Orta's family had claimed that police were trying to set up Orta. His aunt, Lisa Mercardo, started a GoFundMe page that raised $16,250 needed for Orta to make bail, according to published reports.
The Staten Island District Attorney's office initially questioned the source of Orta's bail funds and kept him at Rikers Island, but a bail source hearing set for Friday was called off and he was ordered released, according to a Staten Island Advance report.
Orta, 23, had been held at Rikers Island since Feb. 10. He had been charged along with his mother and brother with peddling heroin, marijuana, crack cocaine, and pills to an undercover officer, the publication reported.
Orta was also arrested back in August of last year on gun charges. Police said at the time that plainclothes officers from a Staten Island narcotics unit saw Orta stuff a silver-colored, .25-caliber handgun into a 17-year-old female companion's waistband as they were leaving the Hotel Richmond single-room occupancy facility.

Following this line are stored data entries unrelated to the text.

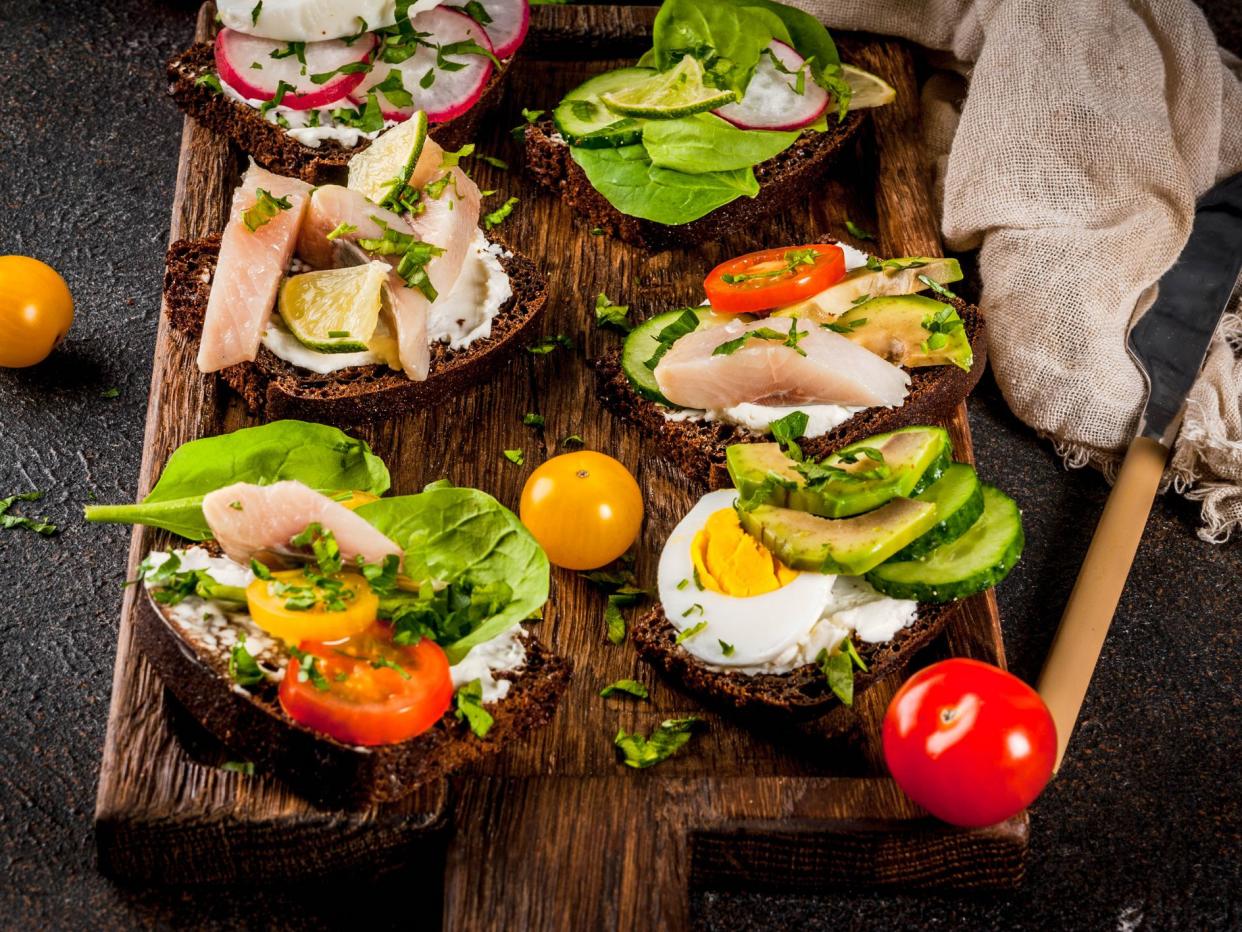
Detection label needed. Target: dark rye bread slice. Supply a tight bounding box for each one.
[168,42,513,183]
[632,598,961,720]
[593,298,988,489]
[164,235,548,426]
[523,114,865,250]
[133,585,571,809]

The unloaded semi-automatic weapon recovered was reported stolen in Michigan in 2007, police said. Officers charged the 17-year-old – identified as Alba Lekaj – with criminal possession of a weapon and unlawful possession of marijuana.
In August, Orta's mother, Emily Mercado, said police have been following her son ever since he recorded Garner's arrest.

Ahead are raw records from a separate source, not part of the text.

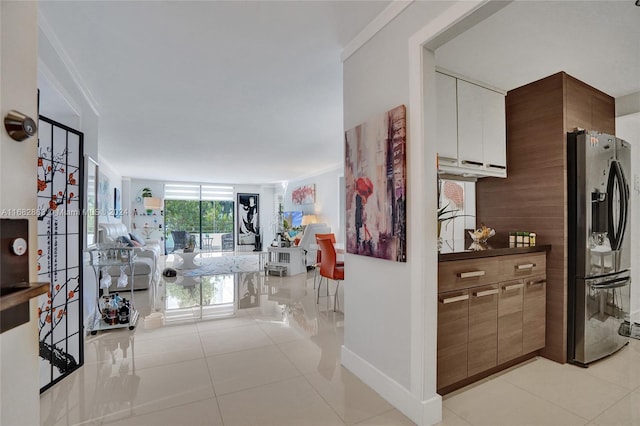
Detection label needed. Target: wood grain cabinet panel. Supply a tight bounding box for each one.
[439,258,500,293]
[498,279,524,364]
[468,284,498,376]
[437,290,469,389]
[476,71,614,364]
[438,253,547,392]
[523,276,547,353]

"They've been following him," she said. "They've been sitting in front of my house. They put spot lights in my window."
Ortiz also said police have been harassing him.
"It's payback for him exposing what they did to Eric Garner and the bad things that they were doing," she said.
Ortiz said her husband believed police were trying to set him up.
"He called me and said, 'babe, hurry up and come over here. They're trying to pin something on me,'" she said. "The day after they declare it a homicide, you find someone next to him with a gun, and you saw him pass it off? Out in public when he knows he's in the public spotlight? It makes no sense."
Orta himself spoke with reporters on the phone from the courthouse, and insisted he had done nothing wrong.
"She had the gun. They didn't find nothing on me. They didn't find nothing," Orta said.
Sources told 1010 WINS that Orta said during his August arrest, "You're mad because I filmed your boy." The NYPD said officers did not know he was the same person until he said that.
Orta was the one who shot the video of Garner being confronted by police officers on a Staten Island sidewalk on July 17 of last year. Garner died in the confrontation after an officer took him down in an apparent chokehold.
In December, a grand jury cleared the NYPD officer involved -- Daniel Pantaleo -- of any wrongdoing, and protests erupted on city streets.